The overall goal of our research program is to develop better treatment strategies for the prevention of vision loss due to microbial keratitis, as well as increasing our understanding of ocular biology through host-pathogen interaction analysis. This specific study will elucidate a novel host-pathogen interaction important for bacterial infection of the ocular surface. We are focusing on a class of bacteria that frequently cause ocular infections and multidrug resistant hospital infections, the Enterobacteriaceae, that is understudied with respect to ocular infections. Importantly, we will be using recent clinical isolates derived from contact lens associated keratitis event rather than non-ocular laboratory strains that may not share ocular virulence factors. Using the member of the Enterobacteriaceae that most commonly causes keratitis as a model organism, Serratia marcescens, we have uncovered a novel host-pathogen interaction that we will define in this study. Namely, a step in bacteria-mediated ocular cell death is the formation of a distinct type of membrane bleb. Preliminary data indicates the mechanism underlying bleb induction by S. marcescens requires a bacterial type V secretion system, a cytolysin, and a conserved but unstudied stress regulator we are calling GumB. Taking advantage of our state of the art microscopy facility, molecular tools, tunable expression systems, and ocular infection models, we are poised to complete our research goals.
Our aims will: 1) address the hypothesis that a type V secretion system involving cytolysin proteins ShlB and ShlA is necessary and sufficient to induce membrane blebs in human ocular cells. This will introduce a completely new mechanism by which bacteria influence corneal cells; 2) determine the mechanism by which GumB regulates bleb formation and cytotoxicity to corneal epithelial cells.

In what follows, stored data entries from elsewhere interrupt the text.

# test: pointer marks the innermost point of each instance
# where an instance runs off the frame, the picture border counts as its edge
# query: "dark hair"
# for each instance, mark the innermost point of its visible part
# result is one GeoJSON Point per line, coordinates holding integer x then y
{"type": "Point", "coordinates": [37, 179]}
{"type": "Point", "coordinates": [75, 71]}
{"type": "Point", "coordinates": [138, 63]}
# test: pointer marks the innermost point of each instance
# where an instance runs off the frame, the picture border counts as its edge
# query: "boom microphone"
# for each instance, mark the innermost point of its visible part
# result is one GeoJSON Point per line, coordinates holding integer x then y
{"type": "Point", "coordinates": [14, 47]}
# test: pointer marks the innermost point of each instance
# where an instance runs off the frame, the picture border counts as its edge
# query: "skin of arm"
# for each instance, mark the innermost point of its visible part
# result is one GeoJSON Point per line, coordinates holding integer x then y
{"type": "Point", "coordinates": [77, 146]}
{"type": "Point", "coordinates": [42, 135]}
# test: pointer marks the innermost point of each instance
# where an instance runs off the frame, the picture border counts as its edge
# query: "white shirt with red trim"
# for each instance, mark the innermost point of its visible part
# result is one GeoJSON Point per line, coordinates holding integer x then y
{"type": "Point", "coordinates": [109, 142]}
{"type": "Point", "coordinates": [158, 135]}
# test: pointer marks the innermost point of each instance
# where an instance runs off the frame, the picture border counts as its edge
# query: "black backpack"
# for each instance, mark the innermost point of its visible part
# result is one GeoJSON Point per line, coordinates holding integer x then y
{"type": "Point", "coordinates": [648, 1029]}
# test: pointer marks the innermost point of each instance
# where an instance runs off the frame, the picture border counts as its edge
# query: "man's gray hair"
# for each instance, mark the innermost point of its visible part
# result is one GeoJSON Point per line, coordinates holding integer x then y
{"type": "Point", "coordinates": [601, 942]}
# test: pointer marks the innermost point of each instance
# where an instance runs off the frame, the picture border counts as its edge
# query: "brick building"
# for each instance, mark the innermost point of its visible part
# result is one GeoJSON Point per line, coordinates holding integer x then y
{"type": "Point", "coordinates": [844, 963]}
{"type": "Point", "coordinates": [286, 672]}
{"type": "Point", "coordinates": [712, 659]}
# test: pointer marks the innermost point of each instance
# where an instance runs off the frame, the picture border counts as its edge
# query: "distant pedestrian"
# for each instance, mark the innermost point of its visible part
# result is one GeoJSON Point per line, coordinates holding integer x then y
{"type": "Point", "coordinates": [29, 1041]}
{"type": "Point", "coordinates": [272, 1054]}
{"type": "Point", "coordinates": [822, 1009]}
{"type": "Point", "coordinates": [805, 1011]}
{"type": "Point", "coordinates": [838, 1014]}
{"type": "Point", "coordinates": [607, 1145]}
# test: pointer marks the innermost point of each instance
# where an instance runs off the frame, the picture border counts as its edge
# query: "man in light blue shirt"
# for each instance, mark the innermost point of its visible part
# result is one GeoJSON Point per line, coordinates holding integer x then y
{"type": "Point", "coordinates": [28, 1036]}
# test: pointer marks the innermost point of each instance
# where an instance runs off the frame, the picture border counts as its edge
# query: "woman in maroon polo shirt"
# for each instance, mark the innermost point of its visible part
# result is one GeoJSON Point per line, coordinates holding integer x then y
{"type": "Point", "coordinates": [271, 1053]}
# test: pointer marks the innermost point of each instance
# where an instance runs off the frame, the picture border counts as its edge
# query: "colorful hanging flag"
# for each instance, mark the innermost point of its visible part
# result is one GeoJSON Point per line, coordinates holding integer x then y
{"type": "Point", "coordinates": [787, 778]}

This aim will uncover the role of GumB as a virulence factor regulator, which is a conserved bacterial protein found in many species associated with ocular host-pathogen interactions; 3) establish the role of GumB in ocular virulence using a rabbit contact lens keratitis model. This work will show that GumB is a novel master regulator of ocular virulence factors, and will identify those factors. These studies have the potential to discover an entirely new mechanism by which bacteria impact human cells and corneal disease. The long-term implication is that CL-associated keratitis is due, at least in part, to this host-pathogen interaction. The resolution of this mechanism could establish the foundation for more effective infection treatments, such as through chemical inhibition of the proteins studied here.
Eye infections caused by bacteria are a common and costly vision-threatening problem in the United States and abroad. Our project will define how an understudied class of bacteria damages cells on the surface of the eye. The scientific mechanism uncovered by this study could establish the foundation for more effective treatments, which are especially important to find given the rise of antibiotic resistant bacteria in the clinic and community.